Go ahead, hit me with a knock-knock joke. I still have to ask, “Who’s there?”

That said, can we consider the possible devolution of the elderly’s status in our society? A friend — like me, classified as a senior — wondered if there might be less respect these days for us geezers. We have decades of vocational participation, have had a front-row seat to remarkable advances and challenges and interactions with all manner of people. We’ve done stuff, seen things. Do young people need to hear about that? Should they want to?

Roughly a half-century into working in the newspaper business, I set about moonlighting by attempting to teach journalism to college students. The theory was that I might be able to pass along a bit of insight — about the trapdoors to be avoided, the expectations to deal with, various tricks of the trade. But the light-speed changes in technology, and of life in general, have rendered my experiences, compared with those of 19- and 20-year-old undergrads, as relatable as if I were from Saturn.

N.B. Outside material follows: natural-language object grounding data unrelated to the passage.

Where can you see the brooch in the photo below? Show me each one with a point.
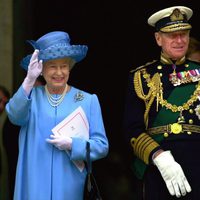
(78, 96)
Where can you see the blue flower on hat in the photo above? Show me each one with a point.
(55, 45)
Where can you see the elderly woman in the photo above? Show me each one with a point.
(51, 166)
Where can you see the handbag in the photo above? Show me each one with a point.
(91, 190)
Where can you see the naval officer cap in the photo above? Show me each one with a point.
(171, 19)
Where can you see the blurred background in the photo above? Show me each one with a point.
(118, 38)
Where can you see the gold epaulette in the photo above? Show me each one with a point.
(142, 66)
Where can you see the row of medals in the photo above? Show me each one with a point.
(178, 78)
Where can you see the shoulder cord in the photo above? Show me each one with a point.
(154, 85)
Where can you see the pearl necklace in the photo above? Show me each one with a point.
(55, 101)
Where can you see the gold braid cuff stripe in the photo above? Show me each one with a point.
(143, 146)
(169, 129)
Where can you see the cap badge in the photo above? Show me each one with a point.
(176, 15)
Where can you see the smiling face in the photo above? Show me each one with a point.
(175, 44)
(56, 74)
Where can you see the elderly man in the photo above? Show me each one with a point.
(165, 135)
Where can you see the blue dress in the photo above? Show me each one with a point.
(43, 171)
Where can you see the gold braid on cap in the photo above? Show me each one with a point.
(154, 85)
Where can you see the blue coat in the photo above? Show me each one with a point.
(43, 171)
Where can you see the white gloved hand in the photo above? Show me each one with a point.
(34, 70)
(62, 142)
(172, 174)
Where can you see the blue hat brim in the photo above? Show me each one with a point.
(75, 52)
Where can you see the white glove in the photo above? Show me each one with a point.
(34, 70)
(62, 142)
(172, 174)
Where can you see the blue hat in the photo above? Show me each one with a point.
(171, 19)
(55, 45)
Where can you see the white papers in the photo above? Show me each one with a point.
(74, 125)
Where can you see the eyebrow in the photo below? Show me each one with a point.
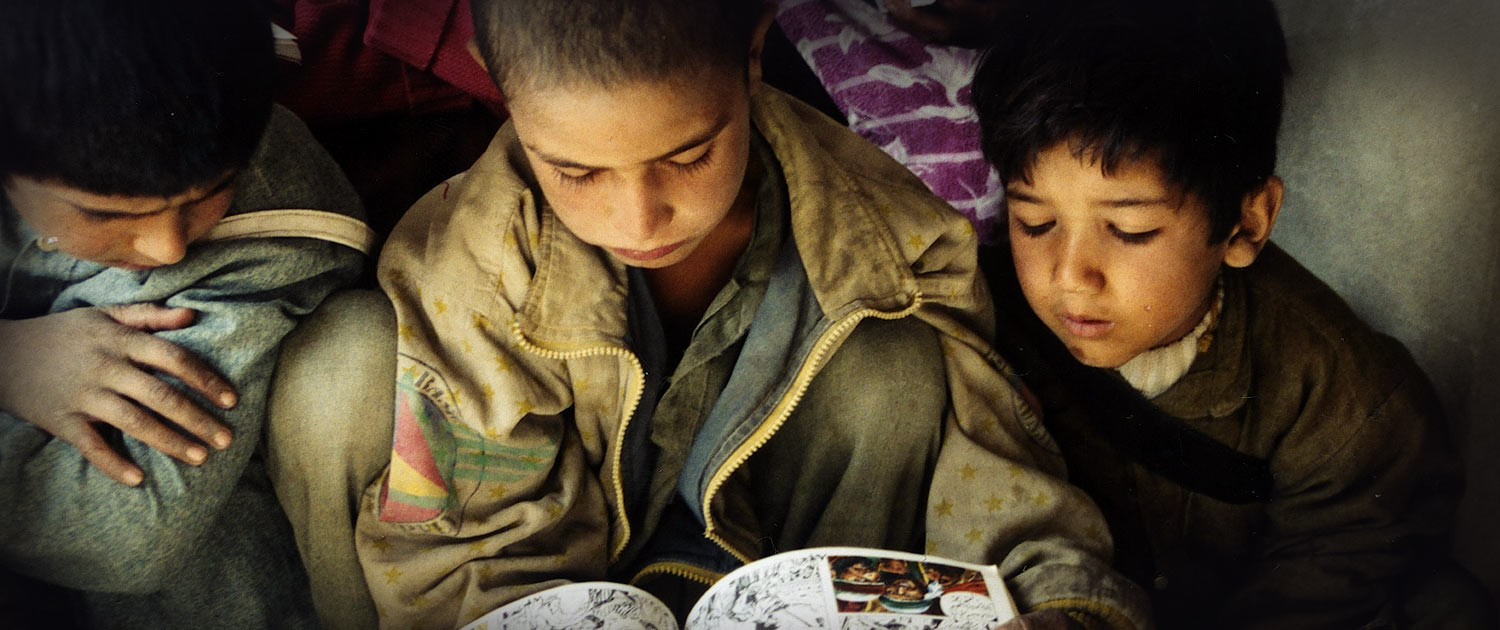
(698, 140)
(1119, 203)
(123, 213)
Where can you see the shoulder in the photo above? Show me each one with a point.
(290, 170)
(1296, 318)
(471, 230)
(1329, 377)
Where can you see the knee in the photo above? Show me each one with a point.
(333, 384)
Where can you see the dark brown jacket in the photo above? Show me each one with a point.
(1290, 479)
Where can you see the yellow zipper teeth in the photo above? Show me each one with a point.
(783, 410)
(680, 570)
(624, 422)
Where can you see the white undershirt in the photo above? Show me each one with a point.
(1157, 369)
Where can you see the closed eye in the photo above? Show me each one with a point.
(575, 180)
(696, 162)
(1034, 230)
(1134, 237)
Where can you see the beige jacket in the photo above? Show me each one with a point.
(515, 389)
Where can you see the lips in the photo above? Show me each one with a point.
(645, 255)
(1085, 327)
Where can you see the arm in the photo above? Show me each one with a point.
(1349, 521)
(71, 524)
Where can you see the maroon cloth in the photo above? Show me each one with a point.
(347, 71)
(432, 35)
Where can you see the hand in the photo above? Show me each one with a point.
(1041, 620)
(71, 369)
(963, 23)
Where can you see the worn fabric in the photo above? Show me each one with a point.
(192, 546)
(327, 437)
(516, 389)
(1362, 480)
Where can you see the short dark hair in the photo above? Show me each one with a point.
(1193, 84)
(132, 98)
(605, 42)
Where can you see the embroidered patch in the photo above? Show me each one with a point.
(423, 449)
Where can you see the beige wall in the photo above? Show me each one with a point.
(1391, 153)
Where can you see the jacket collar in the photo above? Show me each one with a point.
(1218, 381)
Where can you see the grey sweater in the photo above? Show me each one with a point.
(203, 546)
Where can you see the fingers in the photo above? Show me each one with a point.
(135, 422)
(96, 452)
(149, 317)
(174, 405)
(183, 365)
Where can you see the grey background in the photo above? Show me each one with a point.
(1391, 155)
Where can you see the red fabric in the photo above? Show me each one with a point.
(431, 35)
(344, 78)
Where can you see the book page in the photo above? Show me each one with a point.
(851, 588)
(582, 605)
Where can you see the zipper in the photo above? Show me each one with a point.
(783, 410)
(684, 570)
(9, 273)
(624, 422)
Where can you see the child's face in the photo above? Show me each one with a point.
(1115, 264)
(644, 170)
(120, 231)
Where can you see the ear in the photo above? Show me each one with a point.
(762, 26)
(1257, 215)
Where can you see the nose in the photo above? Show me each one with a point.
(641, 210)
(1079, 266)
(164, 240)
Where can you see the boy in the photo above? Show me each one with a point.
(128, 131)
(672, 321)
(1290, 465)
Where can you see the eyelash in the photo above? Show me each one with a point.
(1134, 237)
(684, 168)
(1125, 237)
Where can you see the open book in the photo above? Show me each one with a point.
(845, 588)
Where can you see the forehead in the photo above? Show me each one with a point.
(626, 123)
(83, 198)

Honestly, does it do the Millennials and Gen-Z people any good to know about dial telephones, typewriters and the old-timey information-delivery systems such as Western Union? (Carrier pigeons were before my time.)

Furthermore, there appears to be ample evidence that the basic process of accumulating birthdays is no special skill. Longevity doesn’t translate into being talented, well-regarded, morally upright, kind and beneficent. Which prevents me from supposing that, just because such vastly accomplished souls as Albert Einstein, Stephen Hawking, John Updike and Satchel Paige didn’t make it past my current age, I somehow am in that ballpark of masterly sagacity.

And when I ponder having learned the newspaper trade, I must allow that I likely processed as much pertinent information from colleagues as from the grandfatherly set, from others who were in the moment with me. Role models.

Either way, though, knowledge was not coming from within, and it slowly began to sink in that the secret to good journalism — and, frankly, to competence in virtually any profession — is curiosity. And that curiosity leads directly to contemplating history. Which, you could say, is another word for “geriatric.” We old buzzards can accurately be described as “history.”

Here's the thing: Today’s youth doesn’t need a wrinkled old oracle to set them on the path of becoming overachievers. Sage advice — so much of it blindingly obvious — is readily available from multiple sources without having to chase up a mountain in search of some venerable guru: Be prepared. Keep an open mind. Value information. Whistle while you work. Don’t take yourself too seriously (because no one else does.) I can’t offer anything more profound than “always have a pencil and pad with you.”

There is never any harm, though, in having a little guidance to agitate intellect and logic, to demonstrate the familiar maxim that one should learn something new every day.

Certainly the issues that confronted the more mature among us are barely recognizable now.

We didn’t have Google or cellphones or the internet and, yes, we from the Pleistocene era now need to worry about keeping up. But since the past really is prologue, it is not esteem, per se, that the youngsters owe old-timers; rather, the opportunity of having ancients among them to stir some critical thinking.

There is an unattributed quote that goes, “Listen to your elders’ advice. Not because they are always right but because they have more experience of being wrong.” (I found that on the internet!)